112 - REFINANDO OS CONCEITOS DOS ATOS DE EXAMINAR E DE AVALIAR NA PRÁTICA ESCOLAR
Cipriano Luckesi
Em dois recentes
textos, publicados neste blog, tratei de questões relativas às denominações que
atribuímos ao ato de avaliar em educação, na perspectiva de torná-las mais
delimitadas epistemologicamente. Foram eles --- “Tipificação da avaliação em
educação: uma questão epistemológica” e “Heteroavaliação, auto-avaliação e
avaliação por opinião: cuidados metodológicos necessários”, textos com os
números 109 e 110 neste blog, que podem facilmente ser acessados e lidos.
Nesta
oportunidade, desejo aprofundar um pouco mais a relação que estabelecemos entre
avaliação --- que representa um diagnóstico --- e os usos dos seus resultados
como base para decisões variadas. Práticas que geraram as variadas
denominações, que conhecemos, atribuídas à avaliação em educação, como, por
exemplo, as distinções, das quais participei longamente, sobre os atos de “examinar”
e “avaliar” na escola.
No passado,
juntamente com outros pesquisadores da área da avaliação da aprendizagem,
compreendi que os atos de “examinar” e de “avaliar” eram diversos e até mesmo
opostos entre si.
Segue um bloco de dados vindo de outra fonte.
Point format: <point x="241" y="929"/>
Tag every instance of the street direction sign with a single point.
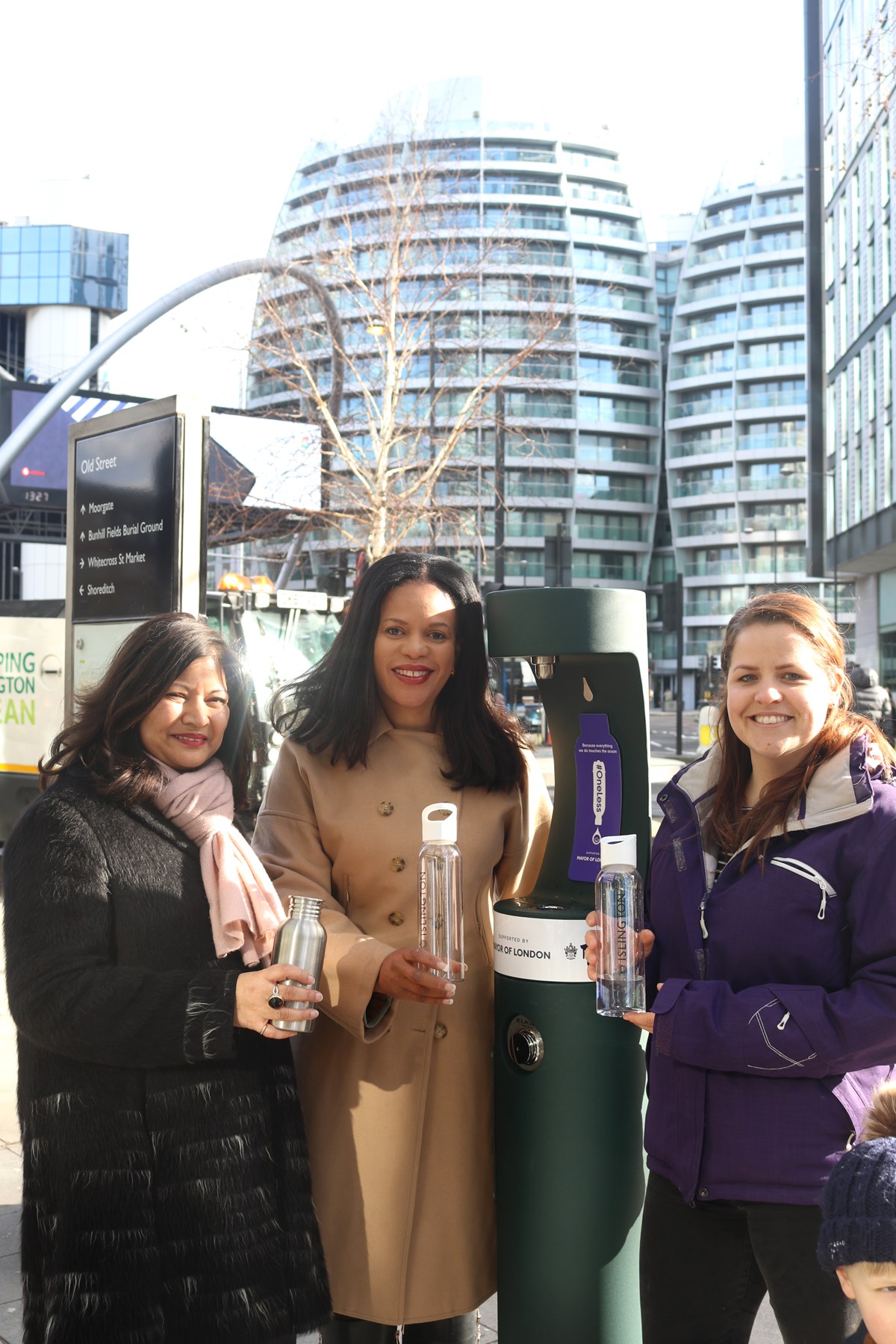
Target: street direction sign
<point x="125" y="544"/>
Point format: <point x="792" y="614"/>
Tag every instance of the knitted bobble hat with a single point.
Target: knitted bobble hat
<point x="859" y="1207"/>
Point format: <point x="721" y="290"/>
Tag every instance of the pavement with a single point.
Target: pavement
<point x="662" y="768"/>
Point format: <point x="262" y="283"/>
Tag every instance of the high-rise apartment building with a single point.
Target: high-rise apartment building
<point x="852" y="299"/>
<point x="60" y="289"/>
<point x="543" y="223"/>
<point x="735" y="413"/>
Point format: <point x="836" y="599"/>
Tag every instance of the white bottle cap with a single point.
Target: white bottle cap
<point x="618" y="850"/>
<point x="440" y="828"/>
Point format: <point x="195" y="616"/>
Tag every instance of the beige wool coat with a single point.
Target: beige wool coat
<point x="399" y="1115"/>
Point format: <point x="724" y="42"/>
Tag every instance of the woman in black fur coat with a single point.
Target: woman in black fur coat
<point x="167" y="1194"/>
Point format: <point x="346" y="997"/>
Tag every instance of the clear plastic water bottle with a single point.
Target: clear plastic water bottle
<point x="441" y="897"/>
<point x="618" y="898"/>
<point x="300" y="942"/>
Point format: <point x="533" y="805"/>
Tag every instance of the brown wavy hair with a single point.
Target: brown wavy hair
<point x="104" y="737"/>
<point x="782" y="797"/>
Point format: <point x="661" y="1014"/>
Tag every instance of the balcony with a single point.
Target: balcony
<point x="516" y="529"/>
<point x="538" y="488"/>
<point x="773" y="281"/>
<point x="610" y="531"/>
<point x="711" y="527"/>
<point x="625" y="494"/>
<point x="765" y="322"/>
<point x="696" y="331"/>
<point x="723" y="608"/>
<point x="712" y="567"/>
<point x="615" y="300"/>
<point x="791" y="482"/>
<point x="758" y="401"/>
<point x="763" y="441"/>
<point x="712" y="289"/>
<point x="702" y="369"/>
<point x="702" y="408"/>
<point x="620" y="340"/>
<point x="695" y="449"/>
<point x="732" y="215"/>
<point x="615" y="416"/>
<point x="594" y="261"/>
<point x="793" y="242"/>
<point x="608" y="570"/>
<point x="706" y="485"/>
<point x="609" y="228"/>
<point x="773" y="359"/>
<point x="617" y="376"/>
<point x="606" y="195"/>
<point x="780" y="206"/>
<point x="724" y="252"/>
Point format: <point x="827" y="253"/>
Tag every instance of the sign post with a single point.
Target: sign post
<point x="136" y="529"/>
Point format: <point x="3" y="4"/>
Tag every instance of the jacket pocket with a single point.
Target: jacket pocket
<point x="805" y="870"/>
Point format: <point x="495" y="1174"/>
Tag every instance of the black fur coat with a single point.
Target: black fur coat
<point x="167" y="1192"/>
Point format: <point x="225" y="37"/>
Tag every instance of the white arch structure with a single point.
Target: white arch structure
<point x="74" y="379"/>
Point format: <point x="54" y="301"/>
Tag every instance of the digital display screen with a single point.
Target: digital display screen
<point x="40" y="470"/>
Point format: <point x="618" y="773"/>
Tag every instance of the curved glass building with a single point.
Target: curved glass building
<point x="735" y="414"/>
<point x="517" y="225"/>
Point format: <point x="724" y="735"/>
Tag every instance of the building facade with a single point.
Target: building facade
<point x="735" y="413"/>
<point x="534" y="225"/>
<point x="60" y="289"/>
<point x="850" y="149"/>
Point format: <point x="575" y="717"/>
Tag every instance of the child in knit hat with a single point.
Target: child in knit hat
<point x="857" y="1236"/>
Como eram conceituados se manifestavam conceitos e práticas
diversos, e, mesmo opostos, sem mediação entre eles.
Hoje, refinando a
observação e a compreensão da fenomenologia do ato de avaliar em educação --- e
em especial na área da aprendizagem escolar ---, passo a compreender que, tanto
para aquilo que compreendíamos como examinar como para aquilo que
compreendíamos como avaliar, o pano de fundo de ambas as práticas --- a base
conceitual e epistemológica --- é a da avaliação.
Nesse momento,
estou compreendendo que o fator que distingue esses dois modos de agir no
acompanhamento do ensino-aprendizagem escolar, de fato, é o destino --- o uso --- que fazemos dos resultados do ato avaliativo.
Então, (01) aquilo
que usualmente denominamos de “exame” corresponde a um ato de avaliar, cujos
resultados são utilizados para classificar,
selecionar e excluir estudantes; e, (02) aquilo que, comumente, denominamos
de “avaliação da aprendizagem” corresponde também a um ato de avaliar, mas,
cujos resultados são utilizados para reorientar
a ação pedagógica e a aprendizagem dos estudantes escolares, tendo em vista a
obtenção de resultados satisfatórios.
Em ambas as
situações, a base de dados é a mesma --- uma investigação da qualidade da
realidade ---, contudo, os destinos, os usos dos resultados são distintos; e,
no caso, até mesmo opostos, desde que os atos avaliativos denominados de
“exames” excluem e os atos avaliativos que vem sendo denominados de “avaliação”
incluem.
Sintetizando, o
ato de avaliar, então, segue sendo sempre o mesmo, conceitual e
metodologicamente; o fator que distingue uma prática da outra está comprometido
com o uso que se faz dos seus resultados.
No passado,
parecia-me que os atos de examinar e avaliar eram diversos e opostos. Não se
compreendia, naquele momento, que aquilo que era --- e que ainda é ---
denominado de “exame escolar” refere-se ao uso dos resultados de um diagnóstico,
acrescido de uma decisão do gestor da ação pedagógica, no caso, usados para
“classificar, selecionar e excluir”. “Gestor”, aqui, está sendo compreendido
amplamente, seja como o professor em sala de aula, como o diretor da
instituição de ensino, como o sistema de ensino. Afinal, gestor está sendo
compreendido como aquele que dá direção aos destinos do que ocorre na escola.
Então, passo a
compreender que aquilo que denominávamos --- e denominamos ainda --- de “ato de
examinar” expressa um tipo de uso que se fez no passado, e ainda se faz no
presente, do ato de avaliar na ação pedagógica, no caso, usando-o para a
“classificação, seleção e exclusão” de estudantes. Dessa forma, o ato de
examinar não deixa de ser um ato avaliativo.
Meu objetivo,
nesse texto, é tornar compreensível que o ato de avaliar se presta a variadas
possibilidades de usos, tais como: (a) para “classificar, selecionar e excluir”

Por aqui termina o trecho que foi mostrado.